UF/IFAS researcher helps test new way to probe remote ecosystems with satellite imagery
October 25, 2012
GAINESVILLE, Fla. — For scientists, making field observations of organisms and ecosystems can be a daunting challenge.
Travel to remote locations is costly and difficult. Observation methods are limited and must be devised so that they only capture accurate, relevant data.
Satellite imagery is one alternative for assessing wild places, and it has some advantages over boots-on-the-ground observations, said Matteo Convertino, a research scientist with the University of Florida’s Institute of Food and Agricultural Sciences.
“There’s currently not a lot of satellite imagery used in ecological studies,” said Convertino, with UF’s agricultural and biological engineering department. “Part of the reason is, there’s a strong need to improve mathematical formulas for analyzing the data, and that’s what we’re doing here.”
In the current issue of the journal PLoS ONE, Convertino and colleagues outline a new method for extracting information from digital images quickly and efficiently. The system identifies the components of photos based on their appearance, and pinpoints similar features or objects.
The research team hit accuracy levels as high as 98 percent with analyses of satellite photos showing Everglades wilderness. The team used this method to estimate the number of different plant species in the photos. Those results were compared with field observations.
“This method provides three benefits: improved accuracy, higher speed and reduced costs,” said Convertino, who is also a contractor at the Risk and Decision Science Team of the U.S. Army Corps of Engineers and part of the Florida Climate Institute.
Digital photos taken far above Earth can provide information that covers long periods of time and large tracts of land, with great clarity, he said. Satellites can also provide more thorough coverage of an area, compared with on-the-ground observation.
Add to that the fact that there are decades of satellite images available through digital archiving, and there’s a treasure trove of data for ecologists, biologists, foresters and others.
To unlock it, the research team has harnessed a probability formula called Kullback-Leibler divergence.
Computer software developed by the team can gauge the intensity of the light reflected off objects in a photo.
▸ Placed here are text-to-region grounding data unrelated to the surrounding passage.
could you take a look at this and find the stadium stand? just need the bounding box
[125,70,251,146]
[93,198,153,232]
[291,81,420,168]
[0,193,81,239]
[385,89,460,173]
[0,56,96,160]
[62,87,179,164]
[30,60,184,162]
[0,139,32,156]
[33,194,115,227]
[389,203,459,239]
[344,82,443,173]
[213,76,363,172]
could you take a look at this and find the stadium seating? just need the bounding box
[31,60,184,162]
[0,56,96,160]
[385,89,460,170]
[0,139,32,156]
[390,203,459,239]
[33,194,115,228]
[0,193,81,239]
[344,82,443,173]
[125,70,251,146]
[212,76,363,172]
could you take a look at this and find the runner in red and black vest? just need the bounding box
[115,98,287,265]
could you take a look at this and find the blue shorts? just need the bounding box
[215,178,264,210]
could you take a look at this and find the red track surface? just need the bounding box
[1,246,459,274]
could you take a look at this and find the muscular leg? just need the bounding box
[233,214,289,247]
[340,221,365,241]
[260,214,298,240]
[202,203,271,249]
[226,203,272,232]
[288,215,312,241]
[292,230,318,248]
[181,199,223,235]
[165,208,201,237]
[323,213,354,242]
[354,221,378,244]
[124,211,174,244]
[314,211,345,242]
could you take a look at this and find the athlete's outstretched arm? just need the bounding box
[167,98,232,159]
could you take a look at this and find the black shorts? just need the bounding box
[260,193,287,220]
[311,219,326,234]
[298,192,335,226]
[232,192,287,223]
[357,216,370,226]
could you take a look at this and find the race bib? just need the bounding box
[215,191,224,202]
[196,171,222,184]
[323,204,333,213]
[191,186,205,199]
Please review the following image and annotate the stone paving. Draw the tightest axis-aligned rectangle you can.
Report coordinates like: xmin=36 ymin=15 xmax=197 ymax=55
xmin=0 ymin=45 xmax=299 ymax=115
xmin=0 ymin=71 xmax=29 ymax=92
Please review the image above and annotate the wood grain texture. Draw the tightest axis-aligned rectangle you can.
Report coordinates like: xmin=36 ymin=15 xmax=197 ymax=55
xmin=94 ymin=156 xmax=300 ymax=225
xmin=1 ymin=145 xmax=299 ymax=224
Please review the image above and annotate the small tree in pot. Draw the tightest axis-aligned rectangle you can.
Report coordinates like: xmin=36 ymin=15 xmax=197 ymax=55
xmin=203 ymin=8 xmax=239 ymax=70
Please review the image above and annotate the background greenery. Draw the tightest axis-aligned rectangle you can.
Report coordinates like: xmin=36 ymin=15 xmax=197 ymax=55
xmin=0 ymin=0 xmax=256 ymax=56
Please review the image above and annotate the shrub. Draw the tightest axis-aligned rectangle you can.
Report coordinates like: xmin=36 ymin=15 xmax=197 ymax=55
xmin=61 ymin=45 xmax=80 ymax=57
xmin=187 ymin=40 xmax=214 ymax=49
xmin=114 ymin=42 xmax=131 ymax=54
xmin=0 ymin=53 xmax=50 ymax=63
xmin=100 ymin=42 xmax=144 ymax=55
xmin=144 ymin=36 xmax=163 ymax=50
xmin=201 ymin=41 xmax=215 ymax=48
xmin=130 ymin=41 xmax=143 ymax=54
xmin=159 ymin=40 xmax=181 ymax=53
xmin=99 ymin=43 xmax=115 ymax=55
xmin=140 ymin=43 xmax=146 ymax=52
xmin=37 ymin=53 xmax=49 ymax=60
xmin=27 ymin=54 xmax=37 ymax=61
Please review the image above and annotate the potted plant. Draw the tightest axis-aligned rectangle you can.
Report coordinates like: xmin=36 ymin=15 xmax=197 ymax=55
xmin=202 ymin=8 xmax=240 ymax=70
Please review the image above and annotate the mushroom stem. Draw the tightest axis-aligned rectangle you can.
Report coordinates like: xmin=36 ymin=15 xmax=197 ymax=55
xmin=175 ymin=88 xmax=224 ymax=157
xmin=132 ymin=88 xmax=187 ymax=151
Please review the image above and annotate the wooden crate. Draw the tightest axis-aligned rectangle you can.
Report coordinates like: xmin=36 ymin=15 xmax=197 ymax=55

Then the software notes the frequencies of the most prevalent light waves. Finally, the software classifies the objects into two or more groups, based on the amount and type of light they reflect.
The system could not tell researchers which plant species they were looking at, but it did reveal how many plant species were in an image, where they were, and how numerous they were. It also provided information about landscape features.
The study involved satellite images showing a part of the Florida Everglades known as Water Conservation Area 1. There, standard on-the-ground observations have been sparsely recorded. The Everglades and other wetlands need close monitoring because they are sensitive to rainfall, water management and other external factors that affect overall ecosystem health.
Ultimately, the analytical method may prove useful for other image-retrieval challenges, Convertino said. It has already been used to classify stem cells found in photos taken with microscopes, and can be used to analyze surface water and soil shown in satellite images.
“More work is needed,” he said. “But the first results are surprisingly definite and encouraging.”
The research team included Convertino, Igor Linkov of the U.S. Army Corps of Engineers and Carnegie Mellon University, and Rami Mangoubi, Nathan Lowry and Mukund Desai of Charles Stark Draper Laboratory in Cambridge, Mass.